Demand charge on a facility that was damaged and operating at reduced capacity

Started by Marcus T. — 13 years ago — 4 views
Carl from Nashville. Client's warehouse suffered a roof collapse in one section. The affected section was closed for 6 months while repairs were made. During that period the facility operated at roughly 40 percent of normal capacity. The demand charges stayed high because the undamaged sections kept running. Is there any billing adjustment available for a casualty event that reduces operations?
Karen from Boise. Utilities sometimes have provisions for casualty or force majeure events that allow billing adjustments. Worth checking the tariff and filing service conditions section for language about damage, force majeure, or extraordinary circumstances.
Carl again. I checked and the tariff does not mention casualty events specifically in the billing provisions.
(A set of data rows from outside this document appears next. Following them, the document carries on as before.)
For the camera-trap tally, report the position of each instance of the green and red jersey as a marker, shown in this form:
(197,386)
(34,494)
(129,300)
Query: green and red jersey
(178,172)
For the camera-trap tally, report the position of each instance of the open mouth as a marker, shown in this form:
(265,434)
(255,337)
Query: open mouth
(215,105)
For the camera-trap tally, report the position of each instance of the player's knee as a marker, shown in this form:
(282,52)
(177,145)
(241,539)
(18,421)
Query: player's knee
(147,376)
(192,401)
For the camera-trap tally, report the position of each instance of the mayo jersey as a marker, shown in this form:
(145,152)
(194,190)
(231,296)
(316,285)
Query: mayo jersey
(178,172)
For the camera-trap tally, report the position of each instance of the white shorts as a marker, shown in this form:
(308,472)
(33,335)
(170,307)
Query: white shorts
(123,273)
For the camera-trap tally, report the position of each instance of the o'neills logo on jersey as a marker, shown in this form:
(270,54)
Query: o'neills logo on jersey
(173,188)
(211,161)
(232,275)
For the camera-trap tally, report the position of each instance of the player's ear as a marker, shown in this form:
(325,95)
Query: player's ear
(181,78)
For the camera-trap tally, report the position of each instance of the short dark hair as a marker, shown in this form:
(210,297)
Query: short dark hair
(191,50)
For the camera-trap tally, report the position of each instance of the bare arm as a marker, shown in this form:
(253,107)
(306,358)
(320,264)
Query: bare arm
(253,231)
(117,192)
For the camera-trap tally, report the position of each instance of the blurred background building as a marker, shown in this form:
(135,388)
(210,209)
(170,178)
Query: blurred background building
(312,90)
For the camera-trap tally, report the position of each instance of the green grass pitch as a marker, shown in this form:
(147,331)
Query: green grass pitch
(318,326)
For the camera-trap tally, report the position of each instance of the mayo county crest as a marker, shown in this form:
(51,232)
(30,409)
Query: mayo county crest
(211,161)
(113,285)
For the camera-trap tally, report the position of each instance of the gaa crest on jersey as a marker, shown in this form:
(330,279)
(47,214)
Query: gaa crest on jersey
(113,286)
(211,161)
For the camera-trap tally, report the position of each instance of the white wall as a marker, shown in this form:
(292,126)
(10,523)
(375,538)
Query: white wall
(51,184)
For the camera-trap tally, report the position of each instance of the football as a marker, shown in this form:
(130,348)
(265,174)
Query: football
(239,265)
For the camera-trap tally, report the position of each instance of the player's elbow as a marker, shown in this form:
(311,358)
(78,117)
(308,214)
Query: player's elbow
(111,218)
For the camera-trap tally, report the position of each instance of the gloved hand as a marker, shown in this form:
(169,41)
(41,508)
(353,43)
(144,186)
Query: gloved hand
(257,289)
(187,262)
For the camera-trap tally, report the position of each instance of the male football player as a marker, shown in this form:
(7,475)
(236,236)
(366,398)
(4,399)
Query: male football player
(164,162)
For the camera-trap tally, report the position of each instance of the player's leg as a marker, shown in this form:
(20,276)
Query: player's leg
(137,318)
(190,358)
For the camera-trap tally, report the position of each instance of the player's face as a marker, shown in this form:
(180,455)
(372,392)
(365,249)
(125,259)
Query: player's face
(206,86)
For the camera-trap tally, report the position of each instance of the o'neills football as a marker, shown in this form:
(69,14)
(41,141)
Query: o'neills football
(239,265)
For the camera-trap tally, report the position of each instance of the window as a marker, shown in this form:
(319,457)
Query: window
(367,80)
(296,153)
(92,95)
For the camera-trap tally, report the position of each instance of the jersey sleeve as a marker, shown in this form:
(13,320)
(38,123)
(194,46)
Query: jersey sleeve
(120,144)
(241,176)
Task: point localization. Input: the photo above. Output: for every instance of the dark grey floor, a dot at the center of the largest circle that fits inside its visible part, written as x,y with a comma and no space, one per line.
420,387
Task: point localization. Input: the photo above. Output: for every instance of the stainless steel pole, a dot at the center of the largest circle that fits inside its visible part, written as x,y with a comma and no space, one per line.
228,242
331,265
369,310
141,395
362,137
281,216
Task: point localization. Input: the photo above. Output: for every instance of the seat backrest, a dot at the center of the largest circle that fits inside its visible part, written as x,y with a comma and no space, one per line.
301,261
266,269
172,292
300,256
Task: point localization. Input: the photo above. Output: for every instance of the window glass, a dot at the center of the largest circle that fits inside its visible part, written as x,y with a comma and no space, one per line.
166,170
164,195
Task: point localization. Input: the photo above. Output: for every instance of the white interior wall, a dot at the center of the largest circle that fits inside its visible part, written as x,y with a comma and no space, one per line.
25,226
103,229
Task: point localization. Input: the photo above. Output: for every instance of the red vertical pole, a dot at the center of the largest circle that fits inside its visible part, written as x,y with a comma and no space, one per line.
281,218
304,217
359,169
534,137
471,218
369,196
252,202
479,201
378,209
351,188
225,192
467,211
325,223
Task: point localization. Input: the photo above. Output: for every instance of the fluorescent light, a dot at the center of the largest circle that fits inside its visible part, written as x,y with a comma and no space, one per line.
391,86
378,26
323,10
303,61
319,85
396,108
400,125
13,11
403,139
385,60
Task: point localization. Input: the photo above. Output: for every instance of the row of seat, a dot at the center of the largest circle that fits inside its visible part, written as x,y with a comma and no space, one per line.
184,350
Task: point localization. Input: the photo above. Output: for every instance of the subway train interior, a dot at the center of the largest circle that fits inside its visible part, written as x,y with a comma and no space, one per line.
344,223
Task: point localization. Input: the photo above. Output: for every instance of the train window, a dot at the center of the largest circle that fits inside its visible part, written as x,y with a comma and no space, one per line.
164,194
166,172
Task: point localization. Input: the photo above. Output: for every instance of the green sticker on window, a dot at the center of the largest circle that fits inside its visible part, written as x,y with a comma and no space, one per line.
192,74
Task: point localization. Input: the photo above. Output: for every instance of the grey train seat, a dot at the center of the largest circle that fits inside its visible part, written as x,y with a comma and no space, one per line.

Karen again. In that case the billing adjustment avenue is limited. However if the ratchet was set by a pre-damage peak demand and the client now operates at 40 percent capacity, the forward-looking argument is to establish a new lower demand baseline as quickly as possible so the ratchet resets at the new operating level.
Tim from Denver. Carl, also check whether the client filed an insurance claim. If the business interruption claim quantified the reduced operations it creates documentation that might support a regulatory argument for billing relief even if no tariff provision exists.
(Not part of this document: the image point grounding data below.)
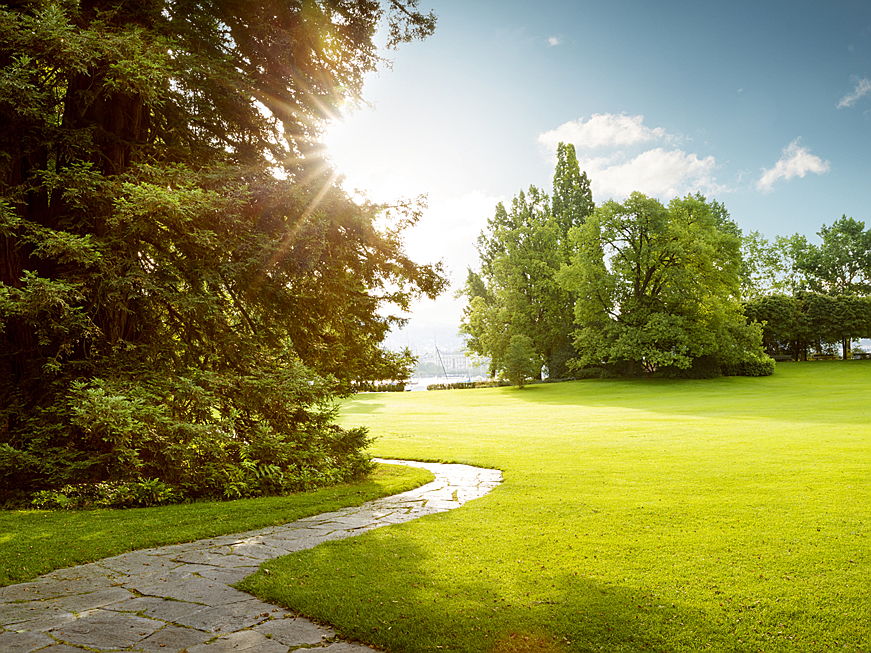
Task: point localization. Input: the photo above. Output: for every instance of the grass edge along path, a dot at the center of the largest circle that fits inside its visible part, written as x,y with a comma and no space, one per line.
35,542
726,514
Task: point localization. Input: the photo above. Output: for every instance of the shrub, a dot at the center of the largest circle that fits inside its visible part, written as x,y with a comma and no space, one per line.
761,366
108,494
703,367
466,385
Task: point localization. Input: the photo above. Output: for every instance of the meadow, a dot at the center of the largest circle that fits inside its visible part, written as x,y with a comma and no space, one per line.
34,542
725,514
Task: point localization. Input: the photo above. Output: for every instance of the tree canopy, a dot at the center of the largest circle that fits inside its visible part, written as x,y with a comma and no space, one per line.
183,286
522,251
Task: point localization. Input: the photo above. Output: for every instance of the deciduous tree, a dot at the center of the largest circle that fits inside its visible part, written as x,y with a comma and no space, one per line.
659,287
183,288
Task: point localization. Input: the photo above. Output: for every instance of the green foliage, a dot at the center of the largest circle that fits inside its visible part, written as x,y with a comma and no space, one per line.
466,385
658,286
794,324
184,289
756,366
521,252
841,263
108,494
521,361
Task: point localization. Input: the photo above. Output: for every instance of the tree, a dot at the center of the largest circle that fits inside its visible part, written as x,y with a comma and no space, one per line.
516,292
841,263
521,361
572,199
768,267
658,287
183,289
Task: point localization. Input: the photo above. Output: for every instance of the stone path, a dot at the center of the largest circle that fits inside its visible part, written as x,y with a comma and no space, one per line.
178,597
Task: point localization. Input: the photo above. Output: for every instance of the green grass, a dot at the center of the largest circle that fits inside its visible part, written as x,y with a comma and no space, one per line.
34,542
727,514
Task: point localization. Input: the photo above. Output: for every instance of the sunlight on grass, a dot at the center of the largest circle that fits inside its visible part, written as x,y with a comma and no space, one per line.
674,515
38,541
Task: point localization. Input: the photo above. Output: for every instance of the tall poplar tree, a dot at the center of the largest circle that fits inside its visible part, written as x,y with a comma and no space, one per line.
522,250
183,288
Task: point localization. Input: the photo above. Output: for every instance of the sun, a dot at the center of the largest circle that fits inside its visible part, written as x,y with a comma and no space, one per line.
361,149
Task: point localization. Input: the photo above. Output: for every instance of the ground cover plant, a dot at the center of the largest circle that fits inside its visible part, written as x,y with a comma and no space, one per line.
34,542
727,514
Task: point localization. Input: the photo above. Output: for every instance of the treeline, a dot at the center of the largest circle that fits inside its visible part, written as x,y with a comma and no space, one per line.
811,297
184,289
567,289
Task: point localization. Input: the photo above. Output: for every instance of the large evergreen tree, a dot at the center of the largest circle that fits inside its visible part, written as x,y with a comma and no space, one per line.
183,288
659,287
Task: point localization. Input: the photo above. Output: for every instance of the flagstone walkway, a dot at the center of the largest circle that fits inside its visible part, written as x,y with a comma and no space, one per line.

Tim the client did file a business interruption claim. The insurer's assessment documented the reduced capacity period precisely. That documentation is very detailed.
Tim again. That documentation is valuable. Even if the utility declines billing relief you could use it at the PUC as part of a complaint showing the disproportionate billing impact during the casualty period. Some state commissions have equitable relief authority that goes beyond the tariff text.